For convergence to optimal value functions and optimal policies to be guaranteed in general, you need action coverage in a stochastic exploration policy. Typically that means implementing some kind of $\epsilon$-soft policy but not necessarily $\epsilon$-greedy. Without this, the agent will never look at the off-policy options that might be better. The agent also needs data about bad actions that it should not take, otherwise it will not learn to avoid them by itself.
In general, swapping the $\epsilon$-greedy policy out for a deterministic expert policy will not work. However, there are a few ways that it could be made to work:
The expert policy is stochastic and has coverage, but prefers "better" actions. You still need full coverage for the Q-learning agent to estimate returns from bad actions, unless the expert policy is also going to be applied in production to avoid those bad actions.
Instead of starting with an $\epsilon$-greedy policy and a high value e.g. $\epsilon = 1$, start with the expert policy for some fixed number of iterations, enough for the agent to approximately learn the value function for the expert policy. Then switch back to $\epsilon$-greedy with a relatively low value for exploration e.g. $\epsilon = 0.1$. This will initialise your agent with knowledge from the expert and help speed up leaning if that expert policy is any good.
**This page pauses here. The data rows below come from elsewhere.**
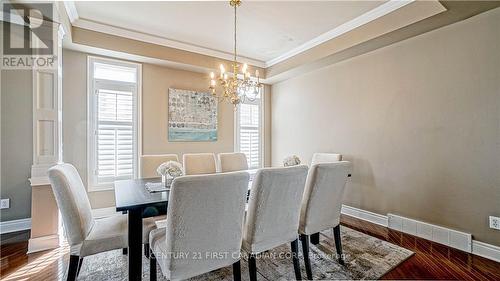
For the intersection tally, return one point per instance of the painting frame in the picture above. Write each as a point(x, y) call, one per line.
point(192, 116)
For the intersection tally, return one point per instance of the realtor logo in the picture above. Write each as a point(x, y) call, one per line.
point(28, 35)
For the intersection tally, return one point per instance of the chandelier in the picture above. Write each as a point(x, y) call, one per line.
point(236, 87)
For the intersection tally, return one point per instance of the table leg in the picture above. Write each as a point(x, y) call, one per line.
point(315, 238)
point(135, 244)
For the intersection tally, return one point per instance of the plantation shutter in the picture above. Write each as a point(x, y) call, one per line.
point(113, 130)
point(115, 135)
point(249, 133)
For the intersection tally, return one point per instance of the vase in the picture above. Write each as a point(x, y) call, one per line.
point(165, 181)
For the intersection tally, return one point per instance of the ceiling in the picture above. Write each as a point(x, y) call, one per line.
point(266, 30)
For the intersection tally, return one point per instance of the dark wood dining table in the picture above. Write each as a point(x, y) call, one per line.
point(132, 197)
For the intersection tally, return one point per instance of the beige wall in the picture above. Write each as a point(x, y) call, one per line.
point(156, 81)
point(420, 120)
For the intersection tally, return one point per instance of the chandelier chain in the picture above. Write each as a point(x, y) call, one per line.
point(235, 89)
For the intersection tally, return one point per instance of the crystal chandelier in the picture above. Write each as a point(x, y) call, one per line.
point(236, 86)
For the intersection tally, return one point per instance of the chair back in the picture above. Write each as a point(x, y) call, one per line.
point(234, 161)
point(149, 164)
point(205, 216)
point(323, 194)
point(72, 201)
point(325, 158)
point(199, 163)
point(273, 208)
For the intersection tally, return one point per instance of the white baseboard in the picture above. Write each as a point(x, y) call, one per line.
point(442, 235)
point(15, 225)
point(43, 243)
point(365, 215)
point(485, 250)
point(455, 239)
point(104, 212)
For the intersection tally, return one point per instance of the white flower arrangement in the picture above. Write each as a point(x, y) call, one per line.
point(170, 168)
point(291, 161)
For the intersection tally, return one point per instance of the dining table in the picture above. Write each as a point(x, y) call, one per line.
point(132, 197)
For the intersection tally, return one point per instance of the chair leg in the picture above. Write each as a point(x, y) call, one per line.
point(315, 238)
point(73, 267)
point(295, 257)
point(146, 250)
point(252, 267)
point(338, 243)
point(152, 266)
point(237, 271)
point(79, 267)
point(305, 251)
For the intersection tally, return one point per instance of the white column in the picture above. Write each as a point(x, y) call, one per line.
point(47, 150)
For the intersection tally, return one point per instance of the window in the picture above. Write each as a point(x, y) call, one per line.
point(249, 120)
point(113, 104)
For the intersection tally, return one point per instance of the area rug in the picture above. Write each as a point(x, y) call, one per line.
point(366, 257)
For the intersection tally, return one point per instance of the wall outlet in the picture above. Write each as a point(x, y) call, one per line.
point(5, 203)
point(494, 222)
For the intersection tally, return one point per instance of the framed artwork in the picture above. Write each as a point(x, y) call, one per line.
point(192, 116)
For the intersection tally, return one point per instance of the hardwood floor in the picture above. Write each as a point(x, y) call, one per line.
point(431, 260)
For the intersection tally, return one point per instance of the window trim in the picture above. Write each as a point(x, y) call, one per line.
point(91, 118)
point(261, 128)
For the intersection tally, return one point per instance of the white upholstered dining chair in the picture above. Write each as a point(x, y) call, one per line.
point(199, 163)
point(272, 218)
point(205, 218)
point(86, 235)
point(321, 205)
point(325, 158)
point(149, 163)
point(233, 161)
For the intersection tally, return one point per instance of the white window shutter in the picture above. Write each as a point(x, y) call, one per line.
point(249, 133)
point(115, 131)
point(113, 146)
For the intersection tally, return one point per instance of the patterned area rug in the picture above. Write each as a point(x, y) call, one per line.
point(366, 257)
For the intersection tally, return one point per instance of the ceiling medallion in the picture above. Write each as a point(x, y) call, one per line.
point(235, 87)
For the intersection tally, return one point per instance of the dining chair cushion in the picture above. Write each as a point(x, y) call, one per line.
point(325, 158)
point(322, 200)
point(205, 217)
point(72, 200)
point(234, 161)
point(149, 164)
point(272, 218)
point(199, 163)
point(107, 234)
point(86, 235)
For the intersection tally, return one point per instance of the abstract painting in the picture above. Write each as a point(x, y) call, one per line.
point(192, 116)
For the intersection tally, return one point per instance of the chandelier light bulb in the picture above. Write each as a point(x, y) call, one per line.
point(235, 87)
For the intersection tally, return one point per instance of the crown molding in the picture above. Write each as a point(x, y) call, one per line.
point(71, 11)
point(158, 40)
point(365, 18)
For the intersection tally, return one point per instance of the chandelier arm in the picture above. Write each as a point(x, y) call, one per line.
point(235, 35)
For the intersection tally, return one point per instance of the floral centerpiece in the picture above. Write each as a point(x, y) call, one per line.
point(291, 161)
point(169, 170)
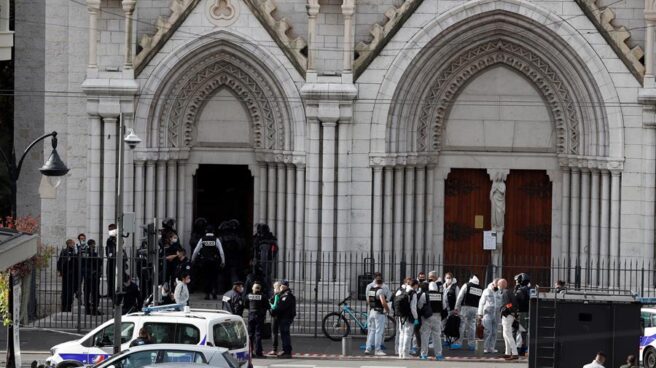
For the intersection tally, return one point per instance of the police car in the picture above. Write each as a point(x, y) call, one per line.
point(648, 339)
point(166, 326)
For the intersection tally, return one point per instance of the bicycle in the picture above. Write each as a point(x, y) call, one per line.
point(335, 324)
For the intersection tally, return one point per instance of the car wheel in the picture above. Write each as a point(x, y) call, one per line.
point(649, 358)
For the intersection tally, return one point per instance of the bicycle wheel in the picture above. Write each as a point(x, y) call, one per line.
point(390, 329)
point(335, 326)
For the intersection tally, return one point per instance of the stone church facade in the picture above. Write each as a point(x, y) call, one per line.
point(371, 125)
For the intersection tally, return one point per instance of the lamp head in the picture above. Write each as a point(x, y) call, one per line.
point(54, 166)
point(132, 139)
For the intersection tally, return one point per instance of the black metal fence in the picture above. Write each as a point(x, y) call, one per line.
point(320, 280)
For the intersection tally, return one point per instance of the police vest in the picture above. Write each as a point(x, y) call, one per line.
point(208, 250)
point(256, 303)
point(374, 301)
point(473, 295)
point(435, 300)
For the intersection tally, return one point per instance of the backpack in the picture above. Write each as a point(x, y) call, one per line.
point(402, 304)
point(452, 327)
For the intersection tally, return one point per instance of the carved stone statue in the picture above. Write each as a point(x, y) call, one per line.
point(498, 201)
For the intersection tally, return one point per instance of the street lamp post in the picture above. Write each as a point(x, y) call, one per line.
point(53, 167)
point(132, 140)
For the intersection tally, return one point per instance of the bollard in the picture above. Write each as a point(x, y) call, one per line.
point(346, 345)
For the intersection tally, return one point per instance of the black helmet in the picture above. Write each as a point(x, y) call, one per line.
point(522, 279)
point(168, 223)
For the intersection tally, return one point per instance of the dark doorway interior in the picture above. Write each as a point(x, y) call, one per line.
point(225, 192)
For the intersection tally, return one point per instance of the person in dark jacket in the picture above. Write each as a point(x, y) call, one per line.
point(508, 312)
point(285, 312)
point(67, 269)
point(91, 272)
point(257, 305)
point(132, 296)
point(232, 299)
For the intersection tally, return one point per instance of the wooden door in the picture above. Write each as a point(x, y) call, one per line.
point(466, 195)
point(527, 236)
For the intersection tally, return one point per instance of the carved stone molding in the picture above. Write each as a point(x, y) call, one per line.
point(618, 37)
point(454, 76)
point(187, 95)
point(223, 12)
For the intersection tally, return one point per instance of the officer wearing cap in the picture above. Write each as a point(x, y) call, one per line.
point(232, 299)
point(257, 305)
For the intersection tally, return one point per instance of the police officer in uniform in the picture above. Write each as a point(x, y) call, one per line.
point(257, 304)
point(467, 308)
point(431, 304)
point(91, 271)
point(67, 269)
point(212, 260)
point(232, 299)
point(377, 300)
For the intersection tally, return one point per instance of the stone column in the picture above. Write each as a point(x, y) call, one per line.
point(183, 229)
point(271, 196)
point(398, 212)
point(161, 190)
point(110, 131)
point(95, 178)
point(585, 226)
point(313, 10)
point(377, 215)
point(430, 214)
point(262, 192)
point(328, 185)
point(604, 229)
point(594, 227)
point(574, 219)
point(93, 7)
point(388, 204)
point(348, 8)
point(171, 189)
point(615, 227)
point(128, 9)
point(300, 208)
point(564, 241)
point(289, 218)
point(150, 191)
point(139, 191)
point(281, 187)
point(420, 183)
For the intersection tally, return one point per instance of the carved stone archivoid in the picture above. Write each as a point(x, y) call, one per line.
point(538, 189)
point(457, 231)
point(454, 187)
point(536, 233)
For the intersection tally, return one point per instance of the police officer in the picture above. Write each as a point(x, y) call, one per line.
point(467, 308)
point(377, 300)
point(212, 260)
point(257, 304)
point(431, 304)
point(286, 311)
point(232, 299)
point(67, 270)
point(91, 271)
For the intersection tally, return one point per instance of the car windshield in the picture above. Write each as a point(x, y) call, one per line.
point(230, 334)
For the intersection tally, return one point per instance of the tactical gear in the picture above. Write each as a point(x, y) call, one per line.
point(473, 295)
point(374, 301)
point(435, 301)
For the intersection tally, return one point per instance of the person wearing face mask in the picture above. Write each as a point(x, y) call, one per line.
point(488, 311)
point(466, 306)
point(110, 253)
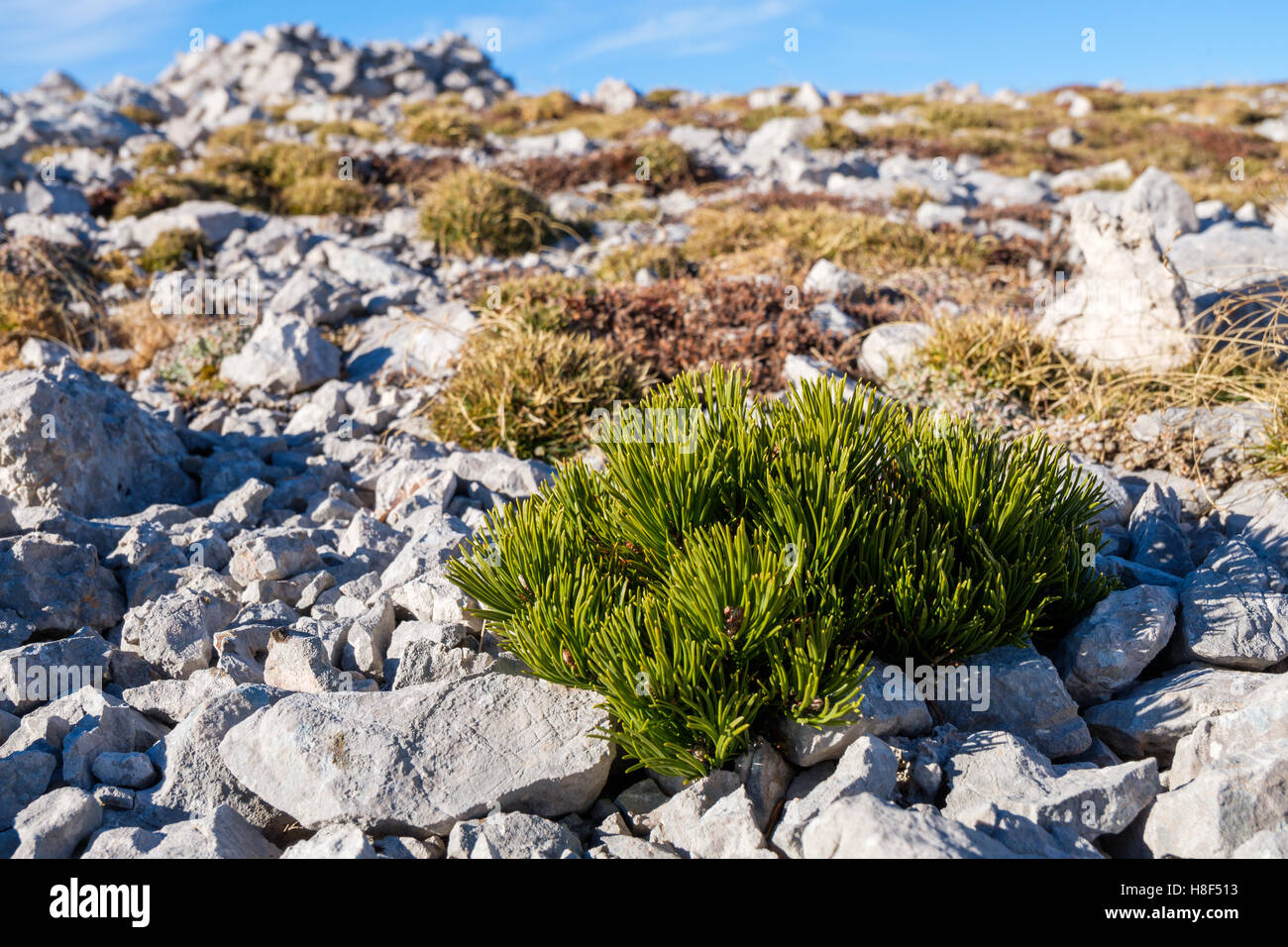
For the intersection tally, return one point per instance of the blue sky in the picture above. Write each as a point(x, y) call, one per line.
point(712, 46)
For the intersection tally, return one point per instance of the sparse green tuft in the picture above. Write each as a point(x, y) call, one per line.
point(472, 211)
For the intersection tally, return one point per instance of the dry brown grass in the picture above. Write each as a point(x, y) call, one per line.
point(789, 241)
point(1001, 351)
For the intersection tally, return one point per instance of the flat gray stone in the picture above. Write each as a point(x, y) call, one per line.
point(419, 761)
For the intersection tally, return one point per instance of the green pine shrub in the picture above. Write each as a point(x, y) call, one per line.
point(741, 562)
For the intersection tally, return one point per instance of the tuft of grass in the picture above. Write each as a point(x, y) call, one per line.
point(472, 211)
point(243, 167)
point(443, 128)
point(48, 291)
point(320, 195)
point(1001, 351)
point(666, 163)
point(171, 250)
point(191, 369)
point(529, 389)
point(755, 118)
point(836, 136)
point(539, 302)
point(160, 155)
point(366, 131)
point(666, 261)
point(789, 241)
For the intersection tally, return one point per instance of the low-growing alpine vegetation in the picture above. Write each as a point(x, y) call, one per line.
point(742, 562)
point(531, 389)
point(174, 249)
point(471, 211)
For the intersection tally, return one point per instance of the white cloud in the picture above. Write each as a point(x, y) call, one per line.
point(75, 31)
point(687, 31)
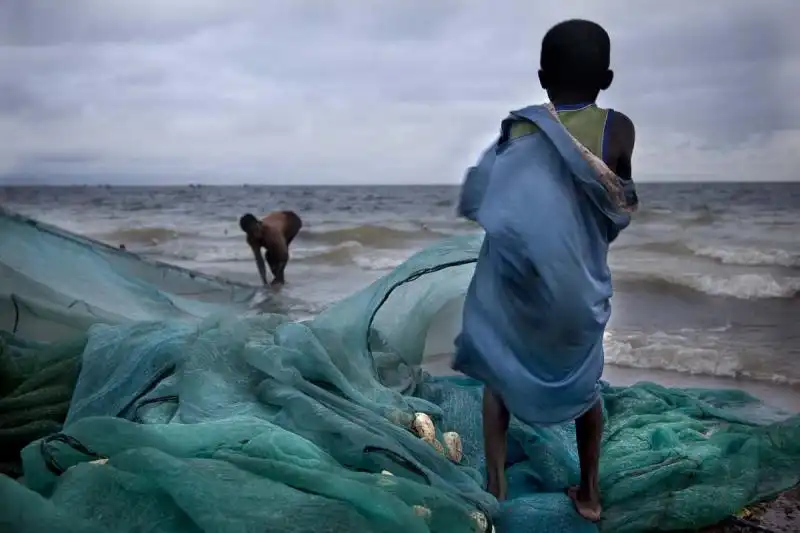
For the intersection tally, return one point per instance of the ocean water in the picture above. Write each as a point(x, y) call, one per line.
point(707, 277)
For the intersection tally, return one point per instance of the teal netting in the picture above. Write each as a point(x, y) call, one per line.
point(182, 412)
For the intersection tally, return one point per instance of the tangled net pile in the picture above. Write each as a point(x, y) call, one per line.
point(141, 397)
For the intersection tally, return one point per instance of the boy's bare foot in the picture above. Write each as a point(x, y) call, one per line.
point(587, 505)
point(496, 482)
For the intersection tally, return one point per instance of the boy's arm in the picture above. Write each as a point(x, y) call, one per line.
point(625, 137)
point(262, 268)
point(625, 134)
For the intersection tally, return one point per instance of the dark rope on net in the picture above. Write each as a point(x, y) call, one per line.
point(413, 277)
point(50, 460)
point(16, 313)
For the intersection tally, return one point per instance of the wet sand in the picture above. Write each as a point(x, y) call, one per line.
point(776, 395)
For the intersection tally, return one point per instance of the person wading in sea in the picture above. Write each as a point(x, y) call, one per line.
point(274, 233)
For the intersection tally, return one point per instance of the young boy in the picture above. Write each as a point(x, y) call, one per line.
point(575, 60)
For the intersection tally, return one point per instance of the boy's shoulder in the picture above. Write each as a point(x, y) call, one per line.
point(622, 121)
If you have good knowledge of when the expert policy is truly optimal, and can detect that from the state, then use it instead of Q values in those states. You may still want an $\epsilon$ probability of taking random action instead applied to that choice, depending on whether you want the agent to properly learn about the worse alternatives. I have successfully used this approach for an agent learning a board game, where minimax searches that find forced end game results can easily be tracked and used in preference to Q tables when they apply.
If the environment is highly stochastic - e.g. in a board game using dice - it may not matter that you are using a deterministic fallback policy instead of $\epsilon$-greedy, because the agent will see enough variation in states despite not actively exploring itself.
If the expert policy is not necessarily optimal, but is perfect at avoiding terrible decisions, use it to filter available actions. This would need to be done in production as well as during learning, because the agent will never learn about those terrible decisions unless it experiences them. Although you could also fake that experience and feed it to the update step if the expert is also very good as emulating what would happen - this might be possible if the expert can reliably detect that the episode would end with a certain reward immediately for example.
Any hybrid variation of the above ideas, such as switching between three policies: greedy Q-table, expert and random choice based on evolving probabilities and knowledge of when the expert policy is best applied.